Bericht
door ria van bessen » 24 dec 2020, 19:04
Is het niet dit gezin?
Zwollerkerspel
Jan Lubberts x Grietje Jans
- dochter Jenneke x Derk Wilberts - 6 kinderen o.a. Jan Derks de jonge en de oude, Henrikje, Merrichien en nog 2 NN
- dochter NN x Roelof Wolters- zoon Jan en kinderen NN
- Swaentje
- Lubbe
- Gerrit
- Berent
- zoon Jan Lubberts
f286 - 10 apr 1619 - Coram Richter Cornelis van Dongen.
Keurnoten Jan de Goijer en Gerrijt Joan Luijck.
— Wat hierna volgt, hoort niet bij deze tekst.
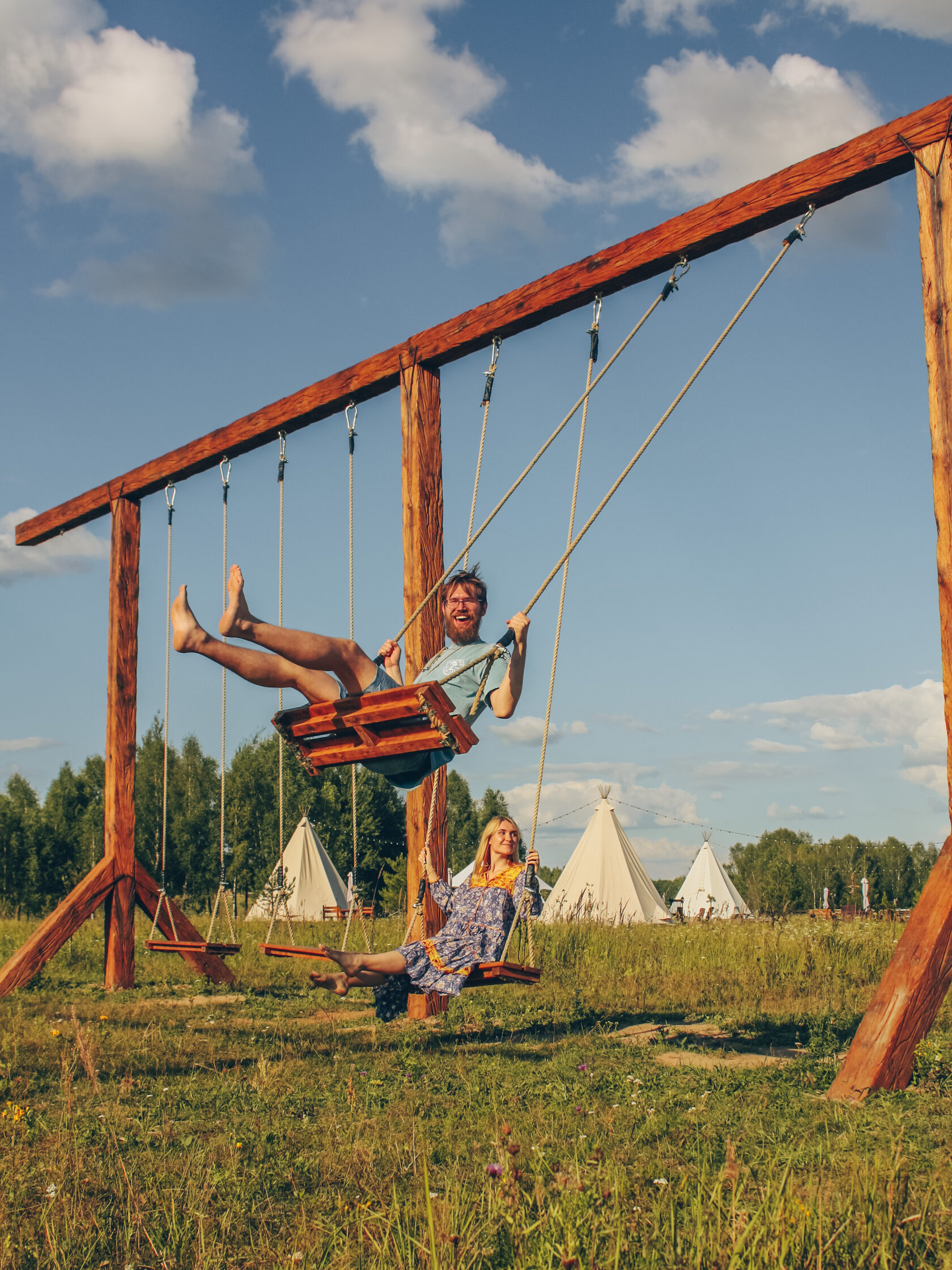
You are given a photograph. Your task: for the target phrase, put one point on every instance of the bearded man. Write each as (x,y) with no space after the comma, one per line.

In het Gericht is verschenen de Ed. Erentf. Zeijno Rengers, Dijkgraaf van het land van Sallant, voor hem zelf en als man en momber van zijn huisvrouw voor wie hij de rato caveert. Hij verklaarde aldaar in dit Gericht voor hem en zijn erfgenamen "stedes vaste erffcoop" erfelijk en "vmmermeer" te hebben verkocht, getransporteerd en overgedragen, gelijk zijn E. alsnog doet zulks in en vermits dezen, voor een somma van penningen ten genoegen voldaan en betaald, [aan] Derrick Wilbertsen, zijn huisvrouw Jenneken [-] en hun erfgenamen zekere 3 morgen land in Mastebroeck in [het] Voorster Slach, zoals hem Rengers deze van Zeijne [zijn] ouders aangeërfd is, aan de ene zijde Sweerder Scheel en aan de andere zijde Gijsbert van Ittersum cum suis, strekkende voor aan de Brede Stege en achter aan Gosen Henricksen [zijn] Lant, kommervrij en onbezwaard van enige uitgaande renten of thinsen, behalve 6 goudguldens jaarlijks die daar uit gaan. En dat met zijn recht en gerechtigheid, "sampt" raad en onraad daar toe behorende. Zijn Ed. van Rengers beloofden dat voorschreven land te willen wachten en waren, [en] rechte waarschap daar van te doen, "ende genge des alsoe vuijt als recht was". Zonder argelist. Zonder argelist.
- De Dijkgraaf wil zelf mede zegelen.
f17 - 5 juni 1627 - Richter Cornelis van Dongen.
Keurnoten Peter Sonsbeke [,] Brouer, en Jan Martins Steenkerck.
In het Gericht is verschenen Jan Lubbers, als man en momber van Griete Janss, echteluiden. Zij hebben [dat het] hun testament en uiterste wil is als volgt.
Namelijk dat de langstlevende van hun beiden hun [haere] onbewegelijke goederen en [hun] nalatenschap in lijftucht en naar natuur van deze zal krijgen [hebben] en behouden.
En dat de langstlevende van hun beiden hun vier kinderen, nog ongetrouwd zijnde, als met name(n) Swaene, Lubbe, Gerrit en Berent Janss aan een ieder van hun zal uitkeren 300 goudgulden, gelijk Derck Wilbers [zijn] huisvrouw voor dezen heeft genoten, en dat Roeleff Wolters zijn zoontje genaamd Jan Roeleffs, die [soe] thans bij de comparanten woont, na hun comparantens dood eens zal krijgen uit hun nalatenschap 100 goudgulden, en dat de andere kinderen van voorschreven Roeleff tesamen eens zullen genieten insgelijks 100 goudgulden, zoals Roeleff zijn vrouw wegens haar bruidschat niet heeft ontvangen.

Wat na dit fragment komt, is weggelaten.